Recently we have altered the format, length, and approach of the Newsletter. We would welcome any comments our readers might offer concerning these changes.
The newsletter has been expanded, and although the length is not fixed, we expect it to remain more or less this size. Each issue of the Newsletter will focus on general as well as specific issues. The general issues are our attempt to identify processes that are affecting the lives of indigenous peoples or ethnic minorities throughout the world. The last three issues have discussed refugees, pesticides, and drugs. The next issue will discuss the effect of industrial waste and mineral extraction on these groups. The following issue will focus on deforestation. We invite our readers to contribute ideas or articles to these issues or to suggest topics for future issues. Up to date sources from around the world are difficult to obtain.
In addition to these general features, we will continue to devote most of the space in the Newsletter to the discussion of the situation of specific groups. These articles, however, are not intended merely to convey accurately the facts to our readers; it is our hope that the analyses of these situations will be useful to other indigenous groups facing similar problems. Again, we welcome timely, thoughtful pieces on the current situations of indigenous peoples throughout the world.
Some people have expressed concern that Cultural Survival increasingly appears to focus on issues and people that fall outside our states "scope." This raises a very basic issue which we at Cultural Survival often must confront. How do tribal people and ethnic minorities differ from peasants or the rural poor?
In order to open discussion on this topic, I will offer a few brief comments. Some recently contacted indigenous peoples are becoming incorporated into larger economic, social, and political systems. In these contact situations they learn new ways, sometimes adopting languages, religions, customs, or different territories, that might, to some observers, merely make them peasants or rural poor. Yet, indigenous people maintain a sense of self, as a group, and are often discriminated against, as a group, long after the attributes that outsiders might use for classifying them as "indigenous" are gone.
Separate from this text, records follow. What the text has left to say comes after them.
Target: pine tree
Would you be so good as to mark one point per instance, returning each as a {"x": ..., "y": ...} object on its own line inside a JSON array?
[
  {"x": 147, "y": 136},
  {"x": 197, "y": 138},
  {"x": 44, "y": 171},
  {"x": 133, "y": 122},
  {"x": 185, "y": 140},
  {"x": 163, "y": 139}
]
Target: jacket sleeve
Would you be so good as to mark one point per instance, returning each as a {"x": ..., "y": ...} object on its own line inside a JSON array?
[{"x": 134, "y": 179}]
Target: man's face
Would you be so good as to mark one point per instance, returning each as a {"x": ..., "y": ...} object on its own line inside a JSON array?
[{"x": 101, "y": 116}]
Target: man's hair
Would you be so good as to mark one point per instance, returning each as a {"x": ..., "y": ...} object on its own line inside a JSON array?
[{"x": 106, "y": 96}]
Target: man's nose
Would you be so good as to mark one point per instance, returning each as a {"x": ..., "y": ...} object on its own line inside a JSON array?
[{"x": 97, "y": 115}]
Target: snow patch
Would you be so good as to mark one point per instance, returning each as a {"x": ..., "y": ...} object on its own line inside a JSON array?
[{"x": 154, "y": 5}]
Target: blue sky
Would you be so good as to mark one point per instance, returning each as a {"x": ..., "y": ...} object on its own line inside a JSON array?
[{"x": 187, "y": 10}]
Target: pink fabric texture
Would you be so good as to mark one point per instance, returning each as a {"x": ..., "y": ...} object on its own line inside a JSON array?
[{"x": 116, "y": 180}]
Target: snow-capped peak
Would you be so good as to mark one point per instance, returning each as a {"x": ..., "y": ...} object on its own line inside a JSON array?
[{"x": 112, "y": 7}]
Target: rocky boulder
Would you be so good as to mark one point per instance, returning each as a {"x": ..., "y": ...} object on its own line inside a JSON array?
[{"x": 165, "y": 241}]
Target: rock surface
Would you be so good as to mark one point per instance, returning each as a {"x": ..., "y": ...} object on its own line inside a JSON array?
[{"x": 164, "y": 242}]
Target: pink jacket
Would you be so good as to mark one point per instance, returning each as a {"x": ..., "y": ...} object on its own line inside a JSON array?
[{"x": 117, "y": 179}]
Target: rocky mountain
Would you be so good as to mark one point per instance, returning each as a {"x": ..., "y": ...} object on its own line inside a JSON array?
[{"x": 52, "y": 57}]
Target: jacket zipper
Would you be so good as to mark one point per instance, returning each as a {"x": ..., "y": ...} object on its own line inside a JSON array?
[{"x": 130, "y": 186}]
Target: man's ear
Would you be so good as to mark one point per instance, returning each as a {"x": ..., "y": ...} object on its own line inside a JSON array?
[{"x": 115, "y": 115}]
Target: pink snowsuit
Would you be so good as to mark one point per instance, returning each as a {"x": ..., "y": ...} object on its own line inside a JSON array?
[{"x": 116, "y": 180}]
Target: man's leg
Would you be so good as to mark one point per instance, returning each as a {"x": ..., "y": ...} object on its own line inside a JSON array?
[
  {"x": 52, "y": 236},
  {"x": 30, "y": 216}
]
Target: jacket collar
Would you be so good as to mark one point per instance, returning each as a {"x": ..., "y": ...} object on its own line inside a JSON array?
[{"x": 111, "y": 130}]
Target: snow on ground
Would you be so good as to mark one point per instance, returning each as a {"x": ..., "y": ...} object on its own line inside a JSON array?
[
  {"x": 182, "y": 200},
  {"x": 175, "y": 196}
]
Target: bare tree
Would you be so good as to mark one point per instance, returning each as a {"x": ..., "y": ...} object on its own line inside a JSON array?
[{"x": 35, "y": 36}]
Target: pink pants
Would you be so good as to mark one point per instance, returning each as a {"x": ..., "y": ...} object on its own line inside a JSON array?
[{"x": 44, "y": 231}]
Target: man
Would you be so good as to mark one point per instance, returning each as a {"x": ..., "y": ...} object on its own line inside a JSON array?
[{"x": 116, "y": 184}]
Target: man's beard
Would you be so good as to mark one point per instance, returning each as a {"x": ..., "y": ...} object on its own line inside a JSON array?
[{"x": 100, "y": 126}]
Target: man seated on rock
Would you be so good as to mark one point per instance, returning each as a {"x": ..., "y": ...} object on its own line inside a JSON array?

Problem confronting indigenous people and ethnic minorities do not respect arbitrarily drawn ethnic or class boundaries. While some problems confronting indigenous peoples are indeed unique, other situations are common to other groups as well. At times, analysis of the problems confronting peasants or the rural poor can help us anticipate future difficulties for indigenous peoples or ethnic minorities throughout the world.
Finally, this CSN contains letters from some of our readers. Whether critical or supportive we welcome the opportunity to pass some of these comments along.